L’écriture, qui reste un travail corporel, est donc constamment érotisée, à plus forte raison quand on aime son motif. Écrire puise et brûle aussi cette énergie-là […]

Ceux qui grâce à la revue Scherzo [6] avaient pu recevoir quelques éclaircissements sur la démarche du poète et critique d’art seront frappés par la fermeté et la constance du projet : au détour de l’émission, on apprend qu’un Juliau cinq réalisé en trois ans a été abandonné, pour cause de « manège assuré » (voir premières pages) ; toucher avec les mots, tel est l’atelier :

face à un paysage qui ne s’installe jamais
les mots sont décisionnaires

il s’agit d’un continuel effacement de la soif
par pompage et accentuation graphique

ici, un infinitif : écrire
et deux autres encore : voir, fermer les yeux
la qualité du regard peut déplacer la colline

en travaillant à même ce jaune là
sur la table
je restreins les homonymies (J5, 117)

Ce travail « physique » de la couleur qui a attiré la traduction de Cole Swensen qui en « Si riche heure » nous dit naguère les recettes pour les pigments, consiste à « ne pactiser qu’avec les dresseurs d’intensité ».

Ainsi le jaune sur jaune aura fini par donner son nom au « Juliau, six » cf. :

ainsi la compréhension n’est pas ce qui rend le texte
accessible
mais le retournement
le fait que l’artifice s’installe à la même place que le naturel
en attente des mêmes éclairages

SURJAUNE ou la cabane du renard
néon fauve, objet intégré

réfléchir, écrire, afficher ciel
mêlé au bord de l’herbe

le merle dans les amandiers de mars

un corps qui écrit, qui sort de l’ombre
retrouve la poussière

(J6, 48)

En vue de dire quelques mots du texte qui suit : « Mélodie fantôme » de Georges Didi-Huberman, publié par Po&sie n° 120, à la recherche de l’expression « la chanson de nos vies », une note de « L’expérience d’une psychanalyse » -généalogies du désir à l’œuvre- (38, p. 116) me renvoie à un entretien d’Ignacio Garate Martinez avec Michel de Certeau, dont ces lignes me disent/lisent autrement l’expérience (la poésie comme expérience rappelle Emmanuel Laugier) de Juliau :

I.G. : Un espace pour la durée ?
M. de C. : Un espace pour le défi ou pour le poème…

Le principe éthique, c’est une ouverture d’espace qui n’est autorisée par aucun fait.
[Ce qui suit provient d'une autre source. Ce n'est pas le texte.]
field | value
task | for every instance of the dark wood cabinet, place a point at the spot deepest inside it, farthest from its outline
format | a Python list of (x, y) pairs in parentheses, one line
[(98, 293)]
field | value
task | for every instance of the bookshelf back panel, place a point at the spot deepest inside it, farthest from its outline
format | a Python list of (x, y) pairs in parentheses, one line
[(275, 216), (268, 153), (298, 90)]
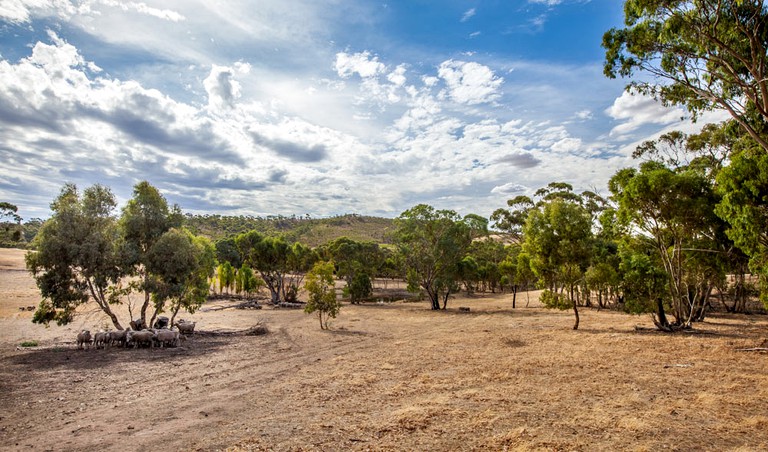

Il y a un monde sur lequel il faut être lucide, qui est organisé par un certain nombre de données, et le principe éthique est quelque chose qui ouvre un avenir sans être autorisé par des faits.

Autre manière de dire ce qui sous-tend l’écriture « physicienne ». La suite aux prochains Juliau(s).

Mélodie fantôme

Le Danseur des solitudes l’annonçait, la revue Po&sie en son numéro du trentenaire (120) le confirme : le « cante jondo », chant ou chant(s) profond(s) fera la matière des prochains livres de Georges Didi-Huberman.

L’extrait du travail en cours donné à la revue est de toute beauté : un travail savant se fait expression personnelle (et des plus émouvantes), relation de « la profonde musicalité d’une expérience non musicale, l’immanente musicalité d’un moment où toute [s]a vie bifurquait. »

Didi-Huberman prend soin de préciser qu’il n’est ni analyste, ni analysant, mais « l’artiste précède » ! [7] et de citer Reik (expérience semblable à la sienne), Fédida et cet apparent scandale : « Le deuil est ce qui met en mouvement ».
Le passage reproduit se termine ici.